Government real estate programs and policies – including the GSE’s of Fannie Mae and Freddie Mac, home loan cash back refinance texas modification programs, various tax credits, and the standard mortgage interest deduction – may have originally been well meaning, but now have demonstrated repeatedly that there are way more negatives than positives to continue with these programs. The GSE’s have cost the country hundreds of billions of dollars, loan modification programs and extra tax credits have been utter failures, and the mortgage interest deduction has value mainly to special interest groups. The programs are definitely in a state of disorder and not normal or rational to an independent thinker.

Even after the real estate fiasco of the last few years, new regulations don’t begin to address the main causes of the meltdown. For the most part, the same players make or influence the rules, from government bureaucrats to Wall Street bankers. With very few exceptions (e.g. Bernie Madoff, though his actions should have been cut off long before), the crooks who got us into this mess have received no punishment or received only a slap on the wrist.

The real estate market needs a return to stability and decency. The best way to do that is to force the players to be responsible for their actions. One simple example is to make banks hold a large percentage of the loans that they originated, with no government guarantees of any sort. Bankers who cost the taxpayers more than a nickel would be kicked out of the financial arena for a long period of time.

My own industry is the buying of real estate notes (also called mortgage notes and deed of trust notes) from individuals who originally sold a property using owner financing. Selling a property and creating a real estate note is a much more pure and honest way to do a real estate transaction.
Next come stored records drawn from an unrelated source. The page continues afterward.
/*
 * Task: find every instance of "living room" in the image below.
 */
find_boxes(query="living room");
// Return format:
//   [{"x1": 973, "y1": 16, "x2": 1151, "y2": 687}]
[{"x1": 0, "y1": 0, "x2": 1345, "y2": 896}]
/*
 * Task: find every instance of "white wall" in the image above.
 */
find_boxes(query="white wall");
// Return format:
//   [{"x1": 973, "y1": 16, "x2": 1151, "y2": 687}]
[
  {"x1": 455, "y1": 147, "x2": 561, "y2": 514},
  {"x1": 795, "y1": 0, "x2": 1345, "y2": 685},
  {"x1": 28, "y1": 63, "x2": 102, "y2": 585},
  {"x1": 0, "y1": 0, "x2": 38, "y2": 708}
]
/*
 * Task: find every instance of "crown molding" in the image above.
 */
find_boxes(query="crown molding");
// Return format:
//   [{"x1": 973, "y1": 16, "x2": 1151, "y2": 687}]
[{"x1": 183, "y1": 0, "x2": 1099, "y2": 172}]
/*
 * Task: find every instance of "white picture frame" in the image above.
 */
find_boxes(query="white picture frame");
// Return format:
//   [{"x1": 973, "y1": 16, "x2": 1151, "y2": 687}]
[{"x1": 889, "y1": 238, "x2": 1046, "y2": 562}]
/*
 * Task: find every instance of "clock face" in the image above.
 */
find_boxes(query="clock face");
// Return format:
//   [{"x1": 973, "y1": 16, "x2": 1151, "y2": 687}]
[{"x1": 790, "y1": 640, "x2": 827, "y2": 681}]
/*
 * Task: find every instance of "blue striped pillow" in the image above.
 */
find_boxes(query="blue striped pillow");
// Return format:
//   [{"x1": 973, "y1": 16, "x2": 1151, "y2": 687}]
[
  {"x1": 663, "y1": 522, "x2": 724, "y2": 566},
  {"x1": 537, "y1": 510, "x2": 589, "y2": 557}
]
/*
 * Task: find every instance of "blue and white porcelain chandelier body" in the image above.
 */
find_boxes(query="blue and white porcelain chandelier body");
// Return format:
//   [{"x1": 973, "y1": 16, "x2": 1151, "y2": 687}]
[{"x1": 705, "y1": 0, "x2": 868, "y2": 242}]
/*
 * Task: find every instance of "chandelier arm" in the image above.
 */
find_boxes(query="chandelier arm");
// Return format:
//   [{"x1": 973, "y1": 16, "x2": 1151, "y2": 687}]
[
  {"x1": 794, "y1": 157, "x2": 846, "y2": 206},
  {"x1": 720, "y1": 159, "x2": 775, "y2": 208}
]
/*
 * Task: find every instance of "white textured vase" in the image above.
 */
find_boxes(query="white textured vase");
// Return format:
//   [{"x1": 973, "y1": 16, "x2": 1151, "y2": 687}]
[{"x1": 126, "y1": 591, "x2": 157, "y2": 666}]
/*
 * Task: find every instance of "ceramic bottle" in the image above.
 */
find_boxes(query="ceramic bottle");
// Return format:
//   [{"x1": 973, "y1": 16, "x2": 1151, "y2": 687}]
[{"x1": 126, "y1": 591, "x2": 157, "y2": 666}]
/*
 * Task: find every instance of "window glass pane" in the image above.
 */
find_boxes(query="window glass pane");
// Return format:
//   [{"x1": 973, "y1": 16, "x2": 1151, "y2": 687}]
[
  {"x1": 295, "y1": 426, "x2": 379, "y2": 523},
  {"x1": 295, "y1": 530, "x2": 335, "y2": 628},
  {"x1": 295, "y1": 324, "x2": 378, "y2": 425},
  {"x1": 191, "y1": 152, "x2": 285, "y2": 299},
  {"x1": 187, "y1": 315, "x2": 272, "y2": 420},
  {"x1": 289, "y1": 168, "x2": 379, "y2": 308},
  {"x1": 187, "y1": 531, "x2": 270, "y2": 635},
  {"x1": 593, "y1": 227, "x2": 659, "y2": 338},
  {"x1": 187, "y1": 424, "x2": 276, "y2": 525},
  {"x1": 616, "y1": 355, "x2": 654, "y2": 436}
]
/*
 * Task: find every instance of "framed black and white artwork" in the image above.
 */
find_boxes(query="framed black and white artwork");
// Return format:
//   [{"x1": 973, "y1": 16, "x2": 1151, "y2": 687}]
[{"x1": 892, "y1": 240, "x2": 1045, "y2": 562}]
After all, the person selling the property and collecting the payments is keeping most of the risk, so has a large incentive to make sure that the transaction has substance and is genuine.

Although carrying a note is not appropriate for all situations, most note holders have the option to keep the note, sell the whole note to a mortgage note buyer, or just sell part of the note. There are a variety of mortgage buyers who can help nearly anyone who wants to sell a note.

Regardless of whether a property is sold using a mortgage note, a loan is created, or even sold on a cash basis, it is critical that the transaction be legitimate and would make sense to a reasonable person. Otherwise, we are setting ourselves for part 2 of the meltdown of the past few years.